Oysa ne El Kaide’nin, ne de IŞİD’in eylemlerini yönlendiren, bu öte dünya programıdır. Öte dünya programı, emperyalist sistemin insanlığın üstüne dayattığı Yeni Ortaçağ’ın sağladığı “bitek ortam”dan mücahit devşirmek içindir. El Kaide’nin de, IŞİD’in de siyasetini yönlendiren bu dünyanın gereksinimleridir. Onların yaratıcılarının onlara vermek istediği yöndür.
ABD’nin kendine biçtiği rol
ABD, kendini şimdilik “olayın dışında” tutmaya çalışmaktadır. Olayın “bölgesel” olduğunu vurgulayan ABD Dışişleri Sözcüsü, ABD’nin “istem üzerine” yardımcı olabileceğini söylemekle yetinmiştir. ABD, olayın bölgesel güçlerin konuşlanması üstündeki etkisini zayıflatmamak için, sürece bu aşamada “etkin bir oyuncu” konumuyla katılmaktan kaçınmaktadır. “İstem üzerine yardım”, istenilen sonuca ulaşmada gerekli müdahaleleri yapmanın uygun bir aracı olarak tasarlanmaktadır.

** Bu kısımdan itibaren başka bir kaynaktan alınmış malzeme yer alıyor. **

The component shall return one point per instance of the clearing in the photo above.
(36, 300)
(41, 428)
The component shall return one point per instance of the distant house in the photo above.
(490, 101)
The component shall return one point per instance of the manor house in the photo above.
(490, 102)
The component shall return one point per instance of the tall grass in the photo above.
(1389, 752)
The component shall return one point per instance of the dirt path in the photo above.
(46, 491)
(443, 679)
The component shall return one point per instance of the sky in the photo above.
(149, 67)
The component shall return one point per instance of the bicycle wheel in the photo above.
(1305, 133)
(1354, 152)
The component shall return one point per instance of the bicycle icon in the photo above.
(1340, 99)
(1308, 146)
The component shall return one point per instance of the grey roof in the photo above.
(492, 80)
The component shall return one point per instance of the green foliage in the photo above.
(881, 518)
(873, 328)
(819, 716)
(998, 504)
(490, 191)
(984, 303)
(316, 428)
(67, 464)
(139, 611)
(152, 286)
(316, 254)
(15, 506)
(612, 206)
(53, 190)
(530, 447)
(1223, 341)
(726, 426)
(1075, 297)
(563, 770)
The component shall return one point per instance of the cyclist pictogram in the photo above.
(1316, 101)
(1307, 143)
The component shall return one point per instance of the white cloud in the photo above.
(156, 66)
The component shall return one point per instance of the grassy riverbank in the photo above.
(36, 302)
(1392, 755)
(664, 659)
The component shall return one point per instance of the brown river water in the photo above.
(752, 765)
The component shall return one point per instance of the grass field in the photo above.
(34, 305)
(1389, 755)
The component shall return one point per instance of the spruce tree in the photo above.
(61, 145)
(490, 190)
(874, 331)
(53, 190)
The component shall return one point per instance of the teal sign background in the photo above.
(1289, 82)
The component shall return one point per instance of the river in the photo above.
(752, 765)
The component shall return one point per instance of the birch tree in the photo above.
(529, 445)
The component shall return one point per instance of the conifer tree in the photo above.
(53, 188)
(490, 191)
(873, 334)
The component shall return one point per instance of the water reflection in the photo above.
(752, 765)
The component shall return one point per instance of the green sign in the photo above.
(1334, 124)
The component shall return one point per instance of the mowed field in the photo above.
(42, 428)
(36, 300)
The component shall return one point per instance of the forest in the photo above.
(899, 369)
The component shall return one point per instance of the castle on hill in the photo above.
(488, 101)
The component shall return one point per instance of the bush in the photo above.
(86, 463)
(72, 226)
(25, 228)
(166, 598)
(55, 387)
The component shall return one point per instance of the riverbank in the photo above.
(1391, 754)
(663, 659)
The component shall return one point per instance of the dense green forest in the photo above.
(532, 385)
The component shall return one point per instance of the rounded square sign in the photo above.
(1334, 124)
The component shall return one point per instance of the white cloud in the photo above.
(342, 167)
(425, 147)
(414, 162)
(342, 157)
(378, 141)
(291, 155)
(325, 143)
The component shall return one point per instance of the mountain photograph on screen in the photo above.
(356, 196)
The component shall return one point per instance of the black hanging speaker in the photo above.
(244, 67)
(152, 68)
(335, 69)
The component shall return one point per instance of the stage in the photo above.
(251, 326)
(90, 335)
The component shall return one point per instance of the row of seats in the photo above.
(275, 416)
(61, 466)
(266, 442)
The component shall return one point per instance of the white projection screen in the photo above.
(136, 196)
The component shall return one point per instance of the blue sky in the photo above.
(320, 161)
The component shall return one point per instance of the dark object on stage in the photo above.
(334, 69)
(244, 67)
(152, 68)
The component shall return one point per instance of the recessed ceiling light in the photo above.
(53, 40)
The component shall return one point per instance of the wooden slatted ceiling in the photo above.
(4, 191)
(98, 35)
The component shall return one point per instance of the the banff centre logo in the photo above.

IŞİD’in Irak’ta sağladığı alan hakimiyetine yol açan durum, ABD’nin yarattığı koşulların sonucudur. Irak, ülkenin toprak bütünlüğünü ve milli birliğini koruma iradesine sahip bir milli ordudan yoksundur. Irak’ın merkezi yönetimi, ABD’nin hazırladığı Anayasa marifetiyle, böyle bir iradeyi zaafa uğratmayı hedefleyen çok parçalı bir yapıya büründürülmüştür. ABD’nin beklentisi, Maliki’nin çaresiz kalıp hem Kürdistan Bölge Yönetimi, hem de ABD karşısında elinin zayıflaması ve Irak’ın parçalanmışlığını kabullenmeye yönelmesidir. Bu aynı zamanda, Irak’ın Beşar Esad’a olan desteğinin önüne geçilmesi, Irak topraklarının Suriye’deki terör örgütlerine bir cephe gerisi sağlaması anlamına gelecektir.
Erdoğan ve IŞİD
IŞİD’e bugüne kadar en büyük cephe gerisi desteğini sağlamış olan Erdoğan Yönetimi’dir. ABD bugün IŞİD’den, ona karşı bir konumdaymış gibi gözükerek yararlanmaya çalışmaktadır. Erdoğan Yönetimi ise, manevra alanı açısından, mayınlı araziye önden yollananların başına gelen güçlüklerle karşı karşıyadır. Konsolosluk mensuplarımız ve diğer yurttaşlarımızın IŞİD tarafından rehin alınması sürecinde gösterilen gaflet ve çaresizlik, bunun bir göstergesidir.
Ön Asya Hızır’ını yaratıyor
Planlarının Suriye’nin sert kayasına çarparak başarısızlığa uğraması, ABD’yi kendisi açısından büyük riskler taşıyan girişimlere yöneltmektedir. Suriye başarısızlığı, Irak’ın toprak bütünlüğü ve milli birliğini koruma eğilimini güçlendirmiştir. Türkiye’de bölünme sürecinin önünü açmayı hedefleyen açılımların önünü tıkamıştır. Bölgede ABD’nin manevra alanını kısıtlayan birlik eğilimini güçlendirmiştir. ABD, bu süreci tersine çevirmeye çabalamaktadır. Ama bu çabalar, aynı zamanda Irak’ın bu süreçten milli bir orduyla çıkması, Türkiye’nin milli bir iktidara yönelmesi ve Suriye’nin başarılarını terörün kökünü kazıyarak taçlandırması için uygun bir ortam yaratmaktadır.
ABD’nin sıkıştırdığı Ön Asya, adım adım kendi Hızır’ını yaratmaktadır.